Our testers did not enjoy themselves on-piste with the lifeless Lumen.
The Lumen is not ideal for carving. It has a large turn radius of 18.8M, and prefers slow, arcing turns. Even with that said, the Lumen does not like to turn on the firmer conditions and wants to slide out. It takes a lot of energy to get it over on edge. The Lumen can be fun when the corduroy is fresh and soft, and you get them going at speed. Once we have this ski on edge, it does not like to hold it, and prefers sliding and smearing turns rather than railing them.
Many of our testers remarked on the lifelessness of this ski. Although the Lumen is only 96mm underfoot, it feels like a much fatter ski. It is slow when transferring from edge-to-edge and feels like big planks on your feet. The Head Great Joy had the quickest and most fun edge to edge transfer, and is a much more lively and suitable choice for on-piste skiing.
Our testers took the Lumen out for some hero skiing and had a great time. Soft snow is what the Salomon Lumen is built for. It has decent rocker in the tips for floating through powder and provides a smooth ride. This ski is a lot of fun to fly down the slope in the soft snow, and at speed they glide on top of powder. The rocker tip allows the ski to stay on top of the snow with little to no effort. None of these all mountain skis are sold as powder specific skis, but we think the K2 Fulluvit 98ti and the Volkl Aura had the best powder performance in this review.

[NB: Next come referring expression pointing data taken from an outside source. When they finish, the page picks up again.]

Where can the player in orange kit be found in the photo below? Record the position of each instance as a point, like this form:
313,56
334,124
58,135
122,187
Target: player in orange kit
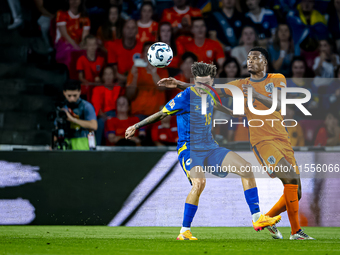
270,142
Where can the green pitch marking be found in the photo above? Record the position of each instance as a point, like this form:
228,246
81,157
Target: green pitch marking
160,240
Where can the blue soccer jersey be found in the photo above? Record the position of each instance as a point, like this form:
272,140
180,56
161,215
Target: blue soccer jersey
194,128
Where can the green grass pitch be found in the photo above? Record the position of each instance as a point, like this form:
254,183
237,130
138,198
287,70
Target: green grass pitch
160,240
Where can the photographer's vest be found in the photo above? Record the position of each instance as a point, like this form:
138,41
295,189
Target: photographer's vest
76,131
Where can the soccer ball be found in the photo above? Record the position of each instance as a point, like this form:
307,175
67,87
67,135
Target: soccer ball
160,54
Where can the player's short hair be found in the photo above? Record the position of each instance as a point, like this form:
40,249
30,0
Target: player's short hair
147,44
263,51
193,19
71,85
203,69
189,54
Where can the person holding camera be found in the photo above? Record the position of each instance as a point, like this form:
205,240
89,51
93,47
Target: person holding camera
81,117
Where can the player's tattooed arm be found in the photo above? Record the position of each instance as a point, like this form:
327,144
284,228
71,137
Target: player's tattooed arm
149,120
173,83
267,101
226,110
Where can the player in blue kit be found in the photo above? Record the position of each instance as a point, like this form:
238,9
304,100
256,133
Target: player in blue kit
198,151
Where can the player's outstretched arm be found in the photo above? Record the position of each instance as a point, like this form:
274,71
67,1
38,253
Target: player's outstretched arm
267,101
149,120
226,110
173,83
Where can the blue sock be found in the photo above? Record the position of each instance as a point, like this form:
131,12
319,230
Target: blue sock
189,213
252,198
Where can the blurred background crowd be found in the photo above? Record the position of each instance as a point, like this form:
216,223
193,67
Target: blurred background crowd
103,45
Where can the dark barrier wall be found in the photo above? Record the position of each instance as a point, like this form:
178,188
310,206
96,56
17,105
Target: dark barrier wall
76,188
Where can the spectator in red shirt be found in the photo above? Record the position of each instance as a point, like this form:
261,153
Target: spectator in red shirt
90,65
123,52
165,132
115,127
72,28
166,35
205,49
180,13
104,100
147,28
112,29
329,134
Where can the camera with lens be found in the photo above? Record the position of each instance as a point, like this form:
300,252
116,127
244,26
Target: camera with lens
61,128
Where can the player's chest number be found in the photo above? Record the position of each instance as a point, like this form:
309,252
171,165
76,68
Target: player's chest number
208,118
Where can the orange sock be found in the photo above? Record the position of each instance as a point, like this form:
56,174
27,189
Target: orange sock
292,205
278,208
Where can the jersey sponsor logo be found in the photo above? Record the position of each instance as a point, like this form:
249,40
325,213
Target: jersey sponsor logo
238,23
266,24
135,56
172,104
269,87
271,160
283,84
230,32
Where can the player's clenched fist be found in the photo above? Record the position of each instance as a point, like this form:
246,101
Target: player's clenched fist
130,132
168,82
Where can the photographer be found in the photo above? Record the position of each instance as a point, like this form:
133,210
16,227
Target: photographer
80,118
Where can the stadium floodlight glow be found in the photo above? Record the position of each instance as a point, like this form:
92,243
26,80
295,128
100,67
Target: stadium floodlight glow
238,100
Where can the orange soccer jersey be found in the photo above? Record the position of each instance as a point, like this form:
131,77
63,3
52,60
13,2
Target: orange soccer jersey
175,16
147,32
74,25
210,51
271,129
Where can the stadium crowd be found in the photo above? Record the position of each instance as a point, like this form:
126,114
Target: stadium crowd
104,46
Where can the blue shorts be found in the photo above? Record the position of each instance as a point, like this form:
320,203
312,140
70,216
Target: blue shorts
212,158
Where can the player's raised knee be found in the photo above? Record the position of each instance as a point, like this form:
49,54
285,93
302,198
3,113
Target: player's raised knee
247,170
198,184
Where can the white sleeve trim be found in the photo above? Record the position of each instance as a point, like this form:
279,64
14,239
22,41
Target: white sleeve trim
62,23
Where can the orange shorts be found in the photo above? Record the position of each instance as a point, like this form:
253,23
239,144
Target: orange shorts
269,153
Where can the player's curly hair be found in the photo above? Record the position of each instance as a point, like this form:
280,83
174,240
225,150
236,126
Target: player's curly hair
203,69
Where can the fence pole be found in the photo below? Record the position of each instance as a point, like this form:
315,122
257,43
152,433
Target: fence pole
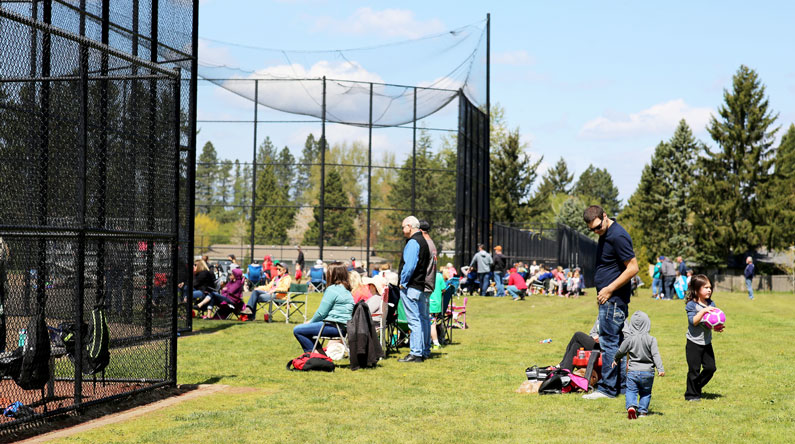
413,152
369,178
81,210
322,172
254,168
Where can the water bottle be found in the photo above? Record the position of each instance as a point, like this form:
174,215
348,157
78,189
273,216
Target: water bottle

The Lumen handles itself well in the crud. Some of our testers do not have confidence that this ski would turn when we wanted it to in skied out conditions when things get tough, so would often throw a little hop in to make sure they would. This could also be because the ski felt longer than others in this test. The K2 Fulluvit 98ti's were the most fun to ski in variable conditions because they were forgiving and easy to turn. In variable conditions the Lumen did not instill confidence.
This is the least playful ski in this review. More than one tester described it as a "dead fish". Sluggish from edge-to-edge and hard to turn, the only fun we really had on this ski was in untracked hero snow. The Armada ARVW is a much more playful ski.
Bumps Skiing Performance
In firm, icy moguls, the Lumen is hard to control because it does not hold an edge very well or want to turn. It could do slightly better in soft cruddy bumps - but this ski is not nimble or responsive enough to be a good choice for the moguls.
This ski is best for an expert skier. A woman who is a bit heavier and taller may have more luck driving this ski because of its significant camber. It excels in powder, so if someone wants a ski that they only want to take out on fresh snow days, this could be it — but why not just buy a powder ski in that case? We would not recommend spending a ton of time on-piste with this ski.
The Q-96 Lumen has been in Salomon's line for a number of years now. Retailers seem to have recognized this and most sell this long in the tooth ski for a reasonable $500. We would rather spend an extra $100 on the very versatile and fun Atomic Vantage 95 C. The Salomon Lumen has 90% capped construction, and this means its topsheet is less durable and shows significant scratches and chips, however the Lumen's bases seem to be relatively durable.
Although they have some redeeming qualities, the Salomon Q-96 Lumen would not be our first choice for the all-mountain ski in our quiver, especially not as the only ski in our quiver. It lacks pep and responsiveness on-piste and in variable conditions, and does not inspire confidence.
Its lack of sidecut makes it less turny, and not very fun to ski on groomed runs. It is not very stable at speed and does not like to hold an edge in any type of variable conditions. It is good at one thing: staying on top of powder. The Lumen skis true to length, and some of our testers felt they skied a little long. We would not recommend sizing up in this ski, despite its rocker.